There's A Very Complex & Exciting Reason 'Venom' Isn't Affected By 'Infinity War'

Sony Pictures

There are a ton of superhero movies these days. 2017 saw the release of six films based on Marvel or DC Comics heroes alone, and this year will feature another seven. The most recent to hit was Marvel's Avengers: Infinity War, the 19th film in the Marvel Cinematic Universe and one that will have devastating consequences on the franchise moving forward. One upcoming film based on a Marvel character is Venom, which hits theaters this October, but is Venom affected by Infinity War, or is the movie entirely separate from whatever's going on with the Avengers?

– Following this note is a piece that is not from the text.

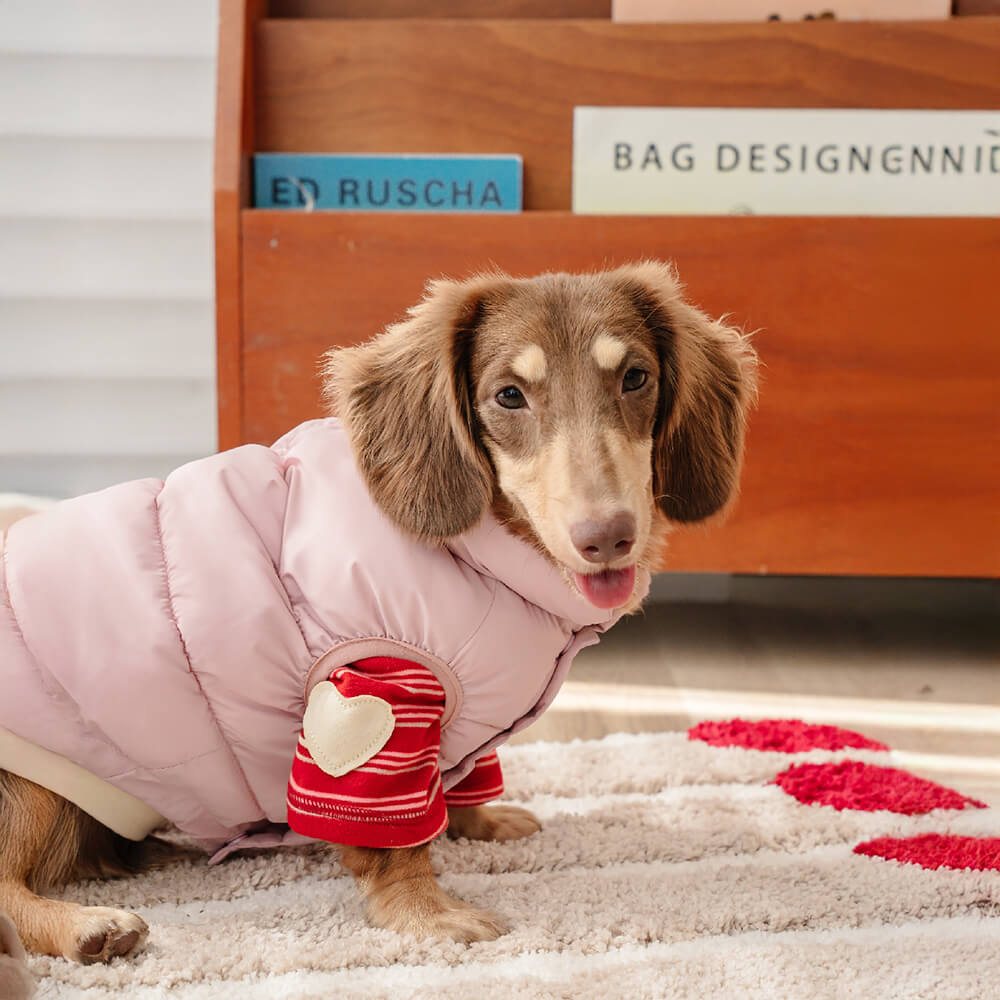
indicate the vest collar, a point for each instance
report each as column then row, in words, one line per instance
column 490, row 549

The short version is this: Venom is in no way affected by anything that happened in Infinity War. The longer answer, however, is considerably more complicated. Back in the 1990s, long before Marvel Studios began producing its own films in 2008 and Disney bought the company in 2009, Marvel Comics sold the film rights to a number of its characters to various studios. The rights to Spider-Man and his related characters — including Venom — ended up with Sony, and the studio produced its first Spider-Man film in 2002. This was followed by two sequels in 2004 and 2007, the latter of which featured Venom as a villain. The series was rebooted with The Amazing Spider-Man in 2012, which was followed by a sequel in 2014. That film underperformed with critics and at the box office, which led to yet another reboot. But this time, things would be different.

Marvel Studios, owned by rival studio Disney, reached a deal with Sony on a new series of Spider-Man films. This rebooted version of the character would be produced and creatively handled by Marvel Studios, and would appear in their own Disney-distributed films, but he would also star in Sony's own Spider-Man movies, which would take place within Disney's Marvel Cinematic Universe for the first time (confused yet?). The new Spidey, played by Tom Holland, debuted in Disney's Captain America: Civil War in 2016. He then starred in Sony's Spider-Man: Homecoming in 2017, and popped up again for Disney in this year's Avengers: Infinity War. So what does any of this have to do with Venom?

Technically, nothing. Venom is a Spider-Man character, and is a holdover from the old deal where Sony can produce films without the aid of Marvel Studios. After Marvel and Sony reached their deal on the new Spider-Man movies, there was an assumption that Sony would not continue producing their own Marvel films outside of the MCU. But that's not the case. Sony is now pursuing their own separate Marvel film universe that doesn't include Spider-Man — since he's part of the MCU — and instead only features other peripheral characters whose film rights they maintain; like Venom, and Silver Sable and Black Cat in the upcoming Silver & Black. The line on these separate universes was blurred when producer Amy Pascal, formerly of Sony and whose Pascal Pictures is producing the Spiderverse films, said in a Filmstarts interview alongside Marvel Studios head Kevin Feige that Venom and other Spider-Man offshoot films will take place within the same world as the MCU, which caused Feige to make this face and become a meme.

Pascal later clarified to Fandango's Erik Davis that the peripheral Spider-Man character films were not a part of the MCU, and would instead make up a separate universe of Sony films based on Marvel Comics but without input from Marvel Studios. The first of these films is Venom, which will kick off its own Marvel movie franchise outside of the MCU — and without Spider-Man.

It remains to be seen how Venom will function as a character sans Spider-Man, given that the character's origins are directly tied to the hero in the comics, but one thing's for certain: He won't be affected by anything Thanos does.